The teacher, known as M.P., has something else in common with the older case. Without any prompting from her doctors, M.P. began using a finger-tracing method for reading. Here’s how her doctors describe it in their report:
To see this curious adaptation in practice is to witness the very unique and focal nature of her deficit. Given a word, M.P. will direct her attention to the first letter, which she is unable to recognize. She will then place her finger on the letter and begin to trace each letter of the alphabet over it, in order, until she recognizes that she has traced the letter she is looking at. “That is the letter M,” she declares, after tracing the previous 12 letters of the alphabet with her finger while deciphering a word in front of her. Three letters later, she is able to shorten this exercise with a guess: “This word is ‘mother,’” she announces proudly.
Perhaps most interesting, M.P. has not lost the emotions that her brain had previously associated with the sight of a word. The report gives two vivid examples. The first came when her doctors showed her written words for different foods. “When shown the word ‘dessert’ in writing, M.P. exclaimed, ‘Oooh, I like that!'” the researchers write. “When shown the word ‘asparagus’ moments later, however, her response was rather different. ‘I’m not doing this word! Something’s upsetting me about this word!’ she exclaims.”

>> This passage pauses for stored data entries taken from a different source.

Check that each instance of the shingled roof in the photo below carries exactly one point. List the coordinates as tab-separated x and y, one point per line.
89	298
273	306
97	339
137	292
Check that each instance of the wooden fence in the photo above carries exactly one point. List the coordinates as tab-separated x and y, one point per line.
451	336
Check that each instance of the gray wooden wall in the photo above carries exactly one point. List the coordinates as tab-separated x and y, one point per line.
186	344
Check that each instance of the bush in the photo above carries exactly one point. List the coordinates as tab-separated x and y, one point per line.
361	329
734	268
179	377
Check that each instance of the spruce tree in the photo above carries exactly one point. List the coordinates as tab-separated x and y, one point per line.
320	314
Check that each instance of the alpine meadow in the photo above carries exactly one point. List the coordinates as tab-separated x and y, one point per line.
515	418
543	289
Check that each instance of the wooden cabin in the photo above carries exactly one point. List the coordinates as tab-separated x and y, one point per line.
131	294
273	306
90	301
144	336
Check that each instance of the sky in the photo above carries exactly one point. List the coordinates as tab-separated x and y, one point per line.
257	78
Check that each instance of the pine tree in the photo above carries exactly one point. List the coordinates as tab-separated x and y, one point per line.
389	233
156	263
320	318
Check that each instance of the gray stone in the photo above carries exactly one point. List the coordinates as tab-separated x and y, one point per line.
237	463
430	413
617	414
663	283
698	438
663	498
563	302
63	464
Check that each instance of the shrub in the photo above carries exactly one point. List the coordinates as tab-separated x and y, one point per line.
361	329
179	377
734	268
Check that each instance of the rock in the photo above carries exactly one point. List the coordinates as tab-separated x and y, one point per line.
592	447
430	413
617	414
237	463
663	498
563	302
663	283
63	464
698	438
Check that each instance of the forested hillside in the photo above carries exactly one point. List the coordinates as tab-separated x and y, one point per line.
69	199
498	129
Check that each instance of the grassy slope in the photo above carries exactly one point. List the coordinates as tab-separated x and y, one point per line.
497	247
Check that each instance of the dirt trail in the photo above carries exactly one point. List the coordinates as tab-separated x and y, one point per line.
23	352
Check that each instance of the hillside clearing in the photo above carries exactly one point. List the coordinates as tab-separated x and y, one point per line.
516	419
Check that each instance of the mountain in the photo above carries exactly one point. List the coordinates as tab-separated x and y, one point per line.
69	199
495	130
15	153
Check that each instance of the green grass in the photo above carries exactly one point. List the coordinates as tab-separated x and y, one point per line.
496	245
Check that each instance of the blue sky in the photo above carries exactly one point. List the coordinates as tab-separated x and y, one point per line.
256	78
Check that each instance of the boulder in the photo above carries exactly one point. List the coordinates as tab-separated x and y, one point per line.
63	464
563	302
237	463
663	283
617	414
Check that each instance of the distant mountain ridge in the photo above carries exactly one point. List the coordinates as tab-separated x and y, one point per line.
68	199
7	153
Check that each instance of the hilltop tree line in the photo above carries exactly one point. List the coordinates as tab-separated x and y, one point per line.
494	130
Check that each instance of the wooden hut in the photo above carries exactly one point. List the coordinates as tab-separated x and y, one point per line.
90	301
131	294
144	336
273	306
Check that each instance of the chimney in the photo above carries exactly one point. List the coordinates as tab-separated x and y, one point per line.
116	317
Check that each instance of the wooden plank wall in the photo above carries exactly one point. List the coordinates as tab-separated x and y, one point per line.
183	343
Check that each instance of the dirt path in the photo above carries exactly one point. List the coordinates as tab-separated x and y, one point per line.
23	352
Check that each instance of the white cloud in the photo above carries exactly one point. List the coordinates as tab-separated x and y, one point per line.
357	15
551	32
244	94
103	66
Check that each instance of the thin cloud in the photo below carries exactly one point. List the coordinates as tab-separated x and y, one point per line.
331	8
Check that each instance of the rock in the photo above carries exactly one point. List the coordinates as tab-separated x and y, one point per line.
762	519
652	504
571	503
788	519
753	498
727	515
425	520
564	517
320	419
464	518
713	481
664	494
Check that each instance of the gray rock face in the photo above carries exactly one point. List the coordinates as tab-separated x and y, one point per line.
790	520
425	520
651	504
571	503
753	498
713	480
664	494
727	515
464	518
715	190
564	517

The second example came from M.P.’s mother, whom M.P. was living with at the time. When shown two letters that had come in the mail, M.P. quickly gave one to her mother and put the other in her purse. She couldn’t read the names of the senders, but yet she felt some emotional connection with one of the names and not with the other.
M.P.’s stroke stole her livelihood, as she can no longer teach children how to read. But she is working, at the front desk of a local fitness center, and hopes to one day write a memoir of her story to raise money for stroke research.
*
If you’re in the mood for more neurological case studies, in 2012 Cuomo, Flaster, and Biller published another intriguing report of two people with the rare Bálint syndrome. These people can see objects, but can’t point to them in space and can’t see the full visual field surrounding them.